К тому моменту, как мы пришли, в редакции была суматоха. Теперь уж точно все было официально известно. Мне не хотелось обсуждать это с большинством людей, держать их за руки и повторять ad nauseam[6] свою речь о том, что решать каждый должен за себя. Я точно не собирался призывать народ на баррикады. Я хотел зайти и выйти. Втроем мы зашли к Фрейду Н. Джонсону и поставили его перед фактом нашего ухода. Его лицо побледнело особенно болезненной бледностью, когда мы вошли. Он сидел за огромным, сияющим черным столом, который, казалось, был выбран для того, чтобы одновременно подчеркивать важность Джонсона и ограждать его от таких моментов, как этот, и на его колоссальном столе не было абсолютно ничего, кроме электронных часов и видеокассеты под названием «Как увольнять людей». Спустя какое-то время он не смог больше сидеть и поднялся. Мы не стали рассусоливать. Я не питал ни малейших иллюзий по поводу эффекта, который возымеет мое заявление; я знал, что из нас троих меня будет не хватать меньше всего. Потеря доктора Билли станет гораздо большим ударом, как по газете, так и по редакции, не только из-за его популярности, но потому, что его уход резко противоречил тому, что многие могли ошибочно принимать за цинизм стреляного воробья, привыкшего выживать любой ценой в джунглях редакционной политики. Потеря Вентуры, однако, окажется особенно мучительной, не говоря уж о том, что Фрейду Н. Джонсону будет крайне неудобно даже пробовать ее объяснять, поскольку газета теряла не только предполагаемого редактора, но и свою самую известную и мифическую фигуру. В итоге Джонсон был слишком шокирован, чтобы что-то сказать, и, хотя тогда это меня удивило, задним числом нетрудно догадаться, что его главной заботой было не уговорить нас не уходить, и не стараться, чтобы не ушли другие, а предотвратить неблагожелательную огласку.

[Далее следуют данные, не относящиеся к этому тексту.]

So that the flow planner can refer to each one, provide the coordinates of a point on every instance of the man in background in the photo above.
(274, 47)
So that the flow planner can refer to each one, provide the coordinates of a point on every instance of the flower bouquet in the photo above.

Он попробовал поиграть мускулами – но куда уж ему. Если мы попробуем мутить воду, предупредил Джонсон, он распространит всякие слухи о Шейле – может, растрата казенных денег (его мозг жужжал, словно колесо, в котором бежит на месте крыса) или приставание к сотрудницам.

– Только попробуй, – сказал доктор Билли, огибая стол и подступая к Джонсону так, что носы их чуть не соприкоснулись, – и я вернусь, найду тебя и уничтожу.

– Ч-ч-что? – прохрипел Джонсон.

– Я сказал, – повторил доктор Билли очень спокойным тоном, – что если ты только попробуешь, я тебя уничтожу.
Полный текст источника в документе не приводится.